Manteuffel had also decided he would not begin his offensive with an opening artillery bombardment, to not alert the enemy, enabling his advance troops a better chance to slip through American lines unnoticed.

Pockets of Resistance in the German Rear

Manteuffel's skillful planning, together with crisp execution by most of his divisions, quickly got his 5th Panzer Army moving forward to the River Meuse.

His small forward units penetrated American frontline positions before their artillery had a chance open fire on his troops. In some critical areas he sent in special storm battalions, composed of his finest officers and men in each division to bypass enemy positions, and penetrate deep into rear areas before the Americans had an opportunity to coordinate an effective defense.

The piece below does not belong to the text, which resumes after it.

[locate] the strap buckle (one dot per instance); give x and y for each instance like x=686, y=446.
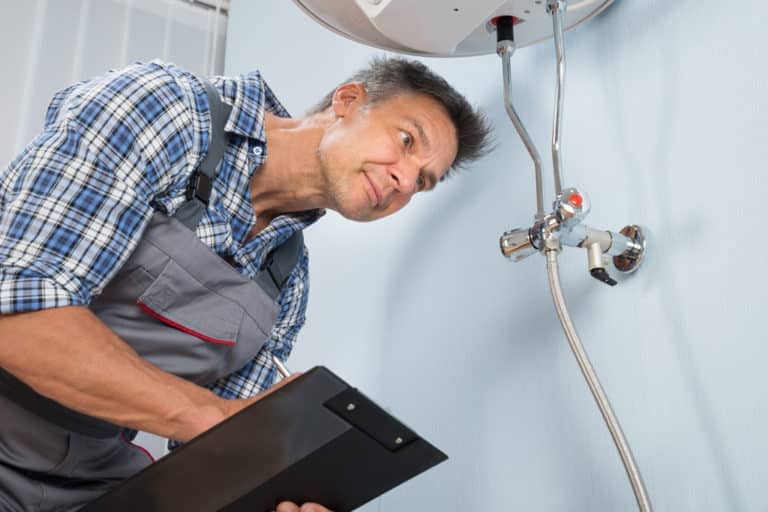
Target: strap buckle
x=199, y=187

But Manteuffel would learn to his chagrin that his breakthroughs had not settled anything.

While his vanguards pressed the attack forward, many small bypassed American units formed stubborn pockets of resistance in what now had become the German rear.

To make matters worse American generals began to send fresh troops swiftly into the battle. Which included the elite 101st Airborne Division who had taken up the defense at Bastogne.

The American paratroopers showed no fear and were comfortable fighting behind German lines.

Together with Combat Command teams from both the 9th and 10th Armored Divisions they began setting up a wagon wheel defense around Bastogne and were putting up a particularly resolute defense.

All seven main roads in the densely wooded Ardennes highlands converged on Bastogne. It was located just a few miles from the border with Luxembourg, control of the crossroads was vital to speeding up his attack. Manteuffel would throw more than nine divisions at the American defenses surrounding Bastogne, but they refused to surrender.